Legal rights are, clearly, rights which exist under the rules of legal systems. They raise a number of different philosophical issues.
(1) Whether legal rights are conceptually related to other types of rights, principally moral rights; (
2) What the analysis of the concept of a legal right is;
(3) What kinds of entities can be legal right-holders;
(4) Whether there any kinds of rights which are exclusive to, or at least have much greater importance in, legal systems, as opposed to morality;
(5) What rights legal systems ought to create or recognise. Issue
(6) is primarily one of moral and political philosophy, and is not different in general principle from the issue of what duties, permissions, powers, etc, legal systems ought to create or recognise. It will not, therefore, be addressed here.
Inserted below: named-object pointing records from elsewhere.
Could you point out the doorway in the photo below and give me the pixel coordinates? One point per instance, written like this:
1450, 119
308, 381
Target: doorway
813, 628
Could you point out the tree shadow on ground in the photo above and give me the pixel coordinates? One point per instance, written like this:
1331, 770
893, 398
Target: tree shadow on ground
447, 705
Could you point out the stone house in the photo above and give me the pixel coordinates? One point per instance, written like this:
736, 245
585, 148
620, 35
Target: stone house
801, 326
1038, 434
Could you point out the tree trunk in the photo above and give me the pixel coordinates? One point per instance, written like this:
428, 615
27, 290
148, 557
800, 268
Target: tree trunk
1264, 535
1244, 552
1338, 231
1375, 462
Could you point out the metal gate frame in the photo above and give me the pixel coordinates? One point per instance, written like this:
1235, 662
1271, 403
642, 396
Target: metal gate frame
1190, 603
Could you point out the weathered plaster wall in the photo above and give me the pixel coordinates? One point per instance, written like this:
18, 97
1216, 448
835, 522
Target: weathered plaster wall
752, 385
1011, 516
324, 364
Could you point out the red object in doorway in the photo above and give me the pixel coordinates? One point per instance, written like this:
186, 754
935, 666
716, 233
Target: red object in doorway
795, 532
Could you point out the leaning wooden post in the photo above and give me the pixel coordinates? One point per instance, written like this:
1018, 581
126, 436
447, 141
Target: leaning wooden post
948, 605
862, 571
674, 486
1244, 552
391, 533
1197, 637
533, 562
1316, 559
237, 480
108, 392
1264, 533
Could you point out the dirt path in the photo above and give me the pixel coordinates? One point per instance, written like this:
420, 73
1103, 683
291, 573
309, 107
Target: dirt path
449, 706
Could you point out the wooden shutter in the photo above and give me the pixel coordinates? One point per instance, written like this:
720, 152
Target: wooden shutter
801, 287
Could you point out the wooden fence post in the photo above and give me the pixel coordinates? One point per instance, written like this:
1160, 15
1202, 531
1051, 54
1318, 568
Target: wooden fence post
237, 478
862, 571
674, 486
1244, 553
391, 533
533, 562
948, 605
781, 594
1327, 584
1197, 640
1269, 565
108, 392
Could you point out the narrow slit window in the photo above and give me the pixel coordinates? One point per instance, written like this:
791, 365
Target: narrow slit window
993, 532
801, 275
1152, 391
A preliminary point should be mentioned. Do all legal systems have a concept of rights? Their use is pervasive in modern legal systems. We talk of legislatures having the legal right to pass laws, of judges to decide cases, of private individuals to make wills and contracts; as well as of constitutions providing legal rights to the citizens against fellow citizens and against the state itself. Yet it has been suggested that even some sophisticated earlier systems, such as Roman law, had no terminology which clearly separated rights from duties (see Maine (1861), 269–70 ).
The question is primarily one for legal historians and will not be pursued here, but it may be remarked that it may still be legitimate when describing those systems to talk of rights in the modern sense, since Roman law, for example, clearly achieved many of the same results as contemporary systems. Presumably, it did so by deploying some of the more basic concepts into which rights can, arguably, be analysed.